São Paulo - No pior ataque em Londres desde a Segunda Guerra Mundial (1939-1945), quatro explosões atingiram ontem o sistema de transporte da cidade, deixando ao menos 37 mortos e 700 feridos. A ação ocorreu um dia após Londres ter sido eleita sede da Olimpíada de 2012.
O premiê Tony Blair, que participava da cúpula do G-8 (grupo dos sete países mais ricos do mundo e a Rússia) na Escócia, classificou a ação como um ato ''bárbaro e cruel''. Já em Londres, Blair fez um pronunciamento à nação e disse que os responsáveis pelo ataque agiram em nome do islã. ''Eles estão tentando o massacre de inocentes para nos intimidar. Eles deveriam saber que não terão sucesso'', afirmou.
As explosões atingiram um ônibus e três trens em um momento de grande movimento das redes de transporte, entre 8h51 e 9h47 (entre 4h51 e 5h47, no horário de Brasília), e foram reivindicadas por um grupo supostamente ligado à rede terrorista Al-Qaeda.
Entre as vítimas, 21 morreram em um metrô perto da estação de Liverpool Street, sete em outro trem que estava próximo da estação Moorgate e cinco na estação Edgware Road. Duas pessoas morreram na explosão que atingiu um ônibus de dois andares.
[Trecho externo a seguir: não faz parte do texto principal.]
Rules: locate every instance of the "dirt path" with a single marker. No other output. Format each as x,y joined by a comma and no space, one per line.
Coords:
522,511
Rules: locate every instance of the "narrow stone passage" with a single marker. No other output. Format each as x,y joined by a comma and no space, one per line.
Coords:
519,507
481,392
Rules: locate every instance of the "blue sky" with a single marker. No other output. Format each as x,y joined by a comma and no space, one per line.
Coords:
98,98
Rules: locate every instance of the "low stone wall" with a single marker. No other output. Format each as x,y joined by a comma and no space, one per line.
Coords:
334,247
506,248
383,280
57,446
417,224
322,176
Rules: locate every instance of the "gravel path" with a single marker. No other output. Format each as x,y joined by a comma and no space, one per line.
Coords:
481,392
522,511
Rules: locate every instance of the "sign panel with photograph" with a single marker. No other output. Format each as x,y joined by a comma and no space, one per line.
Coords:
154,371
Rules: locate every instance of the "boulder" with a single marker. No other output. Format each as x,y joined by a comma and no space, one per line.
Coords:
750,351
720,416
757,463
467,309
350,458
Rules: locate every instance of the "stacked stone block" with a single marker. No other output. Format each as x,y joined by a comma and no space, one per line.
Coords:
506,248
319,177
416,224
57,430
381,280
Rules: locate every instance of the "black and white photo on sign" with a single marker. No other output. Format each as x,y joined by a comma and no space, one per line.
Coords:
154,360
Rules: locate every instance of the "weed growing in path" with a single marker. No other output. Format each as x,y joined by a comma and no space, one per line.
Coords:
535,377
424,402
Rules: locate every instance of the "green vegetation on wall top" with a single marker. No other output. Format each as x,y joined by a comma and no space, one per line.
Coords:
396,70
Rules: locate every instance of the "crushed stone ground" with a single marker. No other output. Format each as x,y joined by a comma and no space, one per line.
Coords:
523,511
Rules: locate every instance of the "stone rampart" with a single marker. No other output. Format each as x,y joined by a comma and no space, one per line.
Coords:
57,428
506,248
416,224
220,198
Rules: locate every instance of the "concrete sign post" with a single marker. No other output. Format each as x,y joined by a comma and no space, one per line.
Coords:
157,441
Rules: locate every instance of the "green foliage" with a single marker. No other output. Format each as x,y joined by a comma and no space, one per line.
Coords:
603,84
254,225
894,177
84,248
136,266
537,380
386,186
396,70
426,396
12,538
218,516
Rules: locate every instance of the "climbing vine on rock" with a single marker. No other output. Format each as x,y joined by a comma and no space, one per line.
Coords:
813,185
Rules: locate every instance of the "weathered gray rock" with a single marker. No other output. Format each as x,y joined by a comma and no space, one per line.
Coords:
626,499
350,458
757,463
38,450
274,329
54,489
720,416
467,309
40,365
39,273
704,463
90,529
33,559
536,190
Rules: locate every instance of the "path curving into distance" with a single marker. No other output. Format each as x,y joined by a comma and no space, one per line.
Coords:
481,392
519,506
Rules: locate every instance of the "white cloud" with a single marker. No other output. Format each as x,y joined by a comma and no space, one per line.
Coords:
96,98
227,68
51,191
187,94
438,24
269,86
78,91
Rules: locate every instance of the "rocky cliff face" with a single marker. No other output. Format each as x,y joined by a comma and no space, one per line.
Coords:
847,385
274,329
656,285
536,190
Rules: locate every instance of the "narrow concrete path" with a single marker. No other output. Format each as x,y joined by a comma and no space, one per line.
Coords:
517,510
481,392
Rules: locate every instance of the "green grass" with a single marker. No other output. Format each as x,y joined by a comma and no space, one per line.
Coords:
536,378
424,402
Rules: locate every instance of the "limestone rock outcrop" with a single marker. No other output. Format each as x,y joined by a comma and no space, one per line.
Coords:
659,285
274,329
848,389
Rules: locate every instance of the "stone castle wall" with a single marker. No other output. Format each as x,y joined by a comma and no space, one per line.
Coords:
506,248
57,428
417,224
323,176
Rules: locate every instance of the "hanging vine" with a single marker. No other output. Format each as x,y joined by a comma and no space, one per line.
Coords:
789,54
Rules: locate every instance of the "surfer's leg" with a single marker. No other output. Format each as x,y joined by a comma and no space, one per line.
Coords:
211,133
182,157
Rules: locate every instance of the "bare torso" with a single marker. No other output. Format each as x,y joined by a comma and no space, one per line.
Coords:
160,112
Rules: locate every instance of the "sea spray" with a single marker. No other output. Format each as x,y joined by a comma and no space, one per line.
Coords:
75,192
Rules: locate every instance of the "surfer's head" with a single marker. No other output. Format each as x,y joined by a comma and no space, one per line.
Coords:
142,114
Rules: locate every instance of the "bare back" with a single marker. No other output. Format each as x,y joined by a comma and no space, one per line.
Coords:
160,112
A polícia de Londres disse que, até o momento, as autoridades britânicas não receberam nenhuma reivindicação dos ataques, mas um grupo auto-intitulado Organização Secreta Al-Qaeda na Europa divulgou um comunicado em uma página na internet reivindicando a autoria da ação, segundo o site da revista alemã ''Der Spiegel''.
De acordo com informações de testemunhas, logo após as explosões era possível ver pessoas correndo entre pedaços de corpos que foram lançados a grandes distâncias. Os feridos graves foram atingidos por queimaduras e amputações, de acordo com o relato oficial da polícia metropolitana de Londres.
Toda a rede ferroviária foi interrompida, e os ônibus estão proibidos de circular no centro. Centenas de ambulâncias e equipes de socorros foram para os locais das explosões para dar atendimento. A primeira explosão ocorreu às 8h51 (4h51 de Brasília), a cem metros da estação de metrô de Liverpool Street, que deixou sete mortos.
Cinco minutos depois (às 8h56 em Londres), houve outra explosão na linha do metrô entre a estação King's Cross e a praça Russell, matando 21 pessoas. Às 9h17 (5h17 de Brasília), uma explosão foi registrada no trem que tinha como destino a estação de metrô de Edgware Road. O impacto abriu um buraco na parede lateral, atingindo um outro trem, e possivelmente um terceiro. Ao menos cinco pessoas morreram.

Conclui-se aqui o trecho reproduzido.